# FTP Zugriff über INET auf lokale ICY BOX



## PhoenixDH (25. April 2009)

Folgendes Problem:
Ich versuche über das Internet auf meine lokale ICY BOX zuzugreifen, was leider nicht funktioniert.

Komponenten:
DynDNS Account
Filezilla
ICY BOX NAS 901
Netgear WGR 614 v4 Router

Konfiguration:
ICY BOX:
FTP auf Port 21 aktiviert, benutzer mit PW angelegt und alle Shares hinzugefügt.

Router:
Port 20 und 21 werden an 192.168.XXX.251 weitergeleitet, was die Box ist.

DynDNS:
liefert die aktuelle IP.

Wenn ich den Zugriff innerhalb des LAN teste, dann geht das alles, aber sobald ich die DynDNS Adresse verwende tut sich gar nichts.

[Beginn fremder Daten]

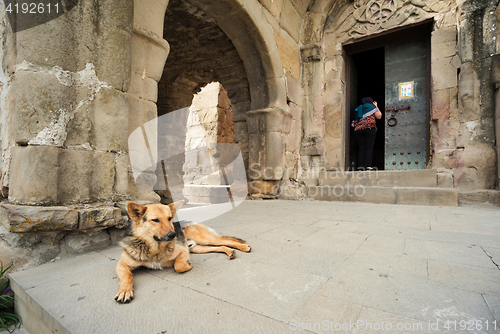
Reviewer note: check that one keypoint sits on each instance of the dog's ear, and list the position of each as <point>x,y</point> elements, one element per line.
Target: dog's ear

Kann mir wer weiterhelfen oder kennt das Problem?

Wäre euch dankbar.


----------



## zeroize (27. April 2009)

Ich würde die Fehlersuche folgendermaßen beginnen:

1. Komme ich mit der privaten IP-Adresse auf die IcyBox? Kann ich über die öffentliche IP-Adresse auf die IcyBox kommen? Wenn nicht, ist auf jeden Fall der Router falsch konfiguriert!

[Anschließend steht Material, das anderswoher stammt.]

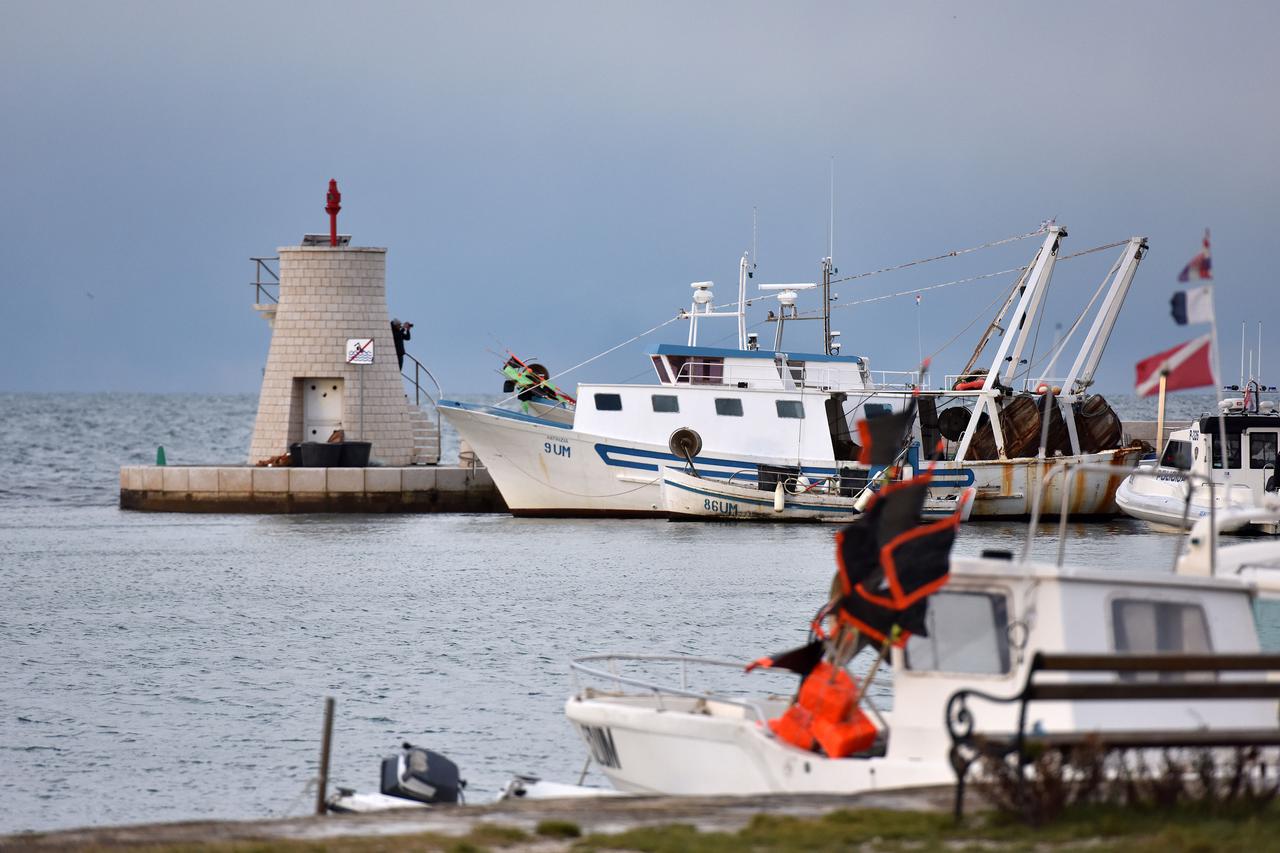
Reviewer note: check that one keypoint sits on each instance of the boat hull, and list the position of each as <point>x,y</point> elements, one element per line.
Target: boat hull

2. Welche öffentliche IP-Adresse habe ich? Macht DynDNS auch wirklich die richtig Auflösung des Namens?


----------



## PhoenixDH (27. April 2009)

Das Funktioniert alles!
DynDNS geht, ich komme auf all meine anderen Internen Sachen, wie Weboberfläche der DBOX, Router, ...

Mit der Internen IP und dem Username und PW komme ich auch auf den FTP.


----------



## zeroize (28. April 2009)

Naja und kommst du mit der externen IP drauf? Wenn nicht, stimmt vielleicht die Portweiterleitung nicht - vielleicht braucht deine Box noch mehr offene Ports.


----------



## PhoenixDH (29. April 2009)

Ob ich die externe IP oder den DynDNS Namen verwende spielt ja keine Rolle wenn DynDNS funktioniert, aber geht beides net.

Aber was mir aufgefallen ist, wenn ich den Port 80 an die Box weiterleite komme ich auch net auf die Konfigurationsoberfläche. Hinweis in der Konfigurationsoberfläche für FTP ist Port 20 + 21.

Welche Ports da noch von nöten sein sollten weiß ich halt nicht, aber ich kann mir keinen zusätzlichen vorstellen.

Aber das komische ist das ich da nirgends drauf komme, weder über FTP an die Daten noch auf die Config über extern.


----------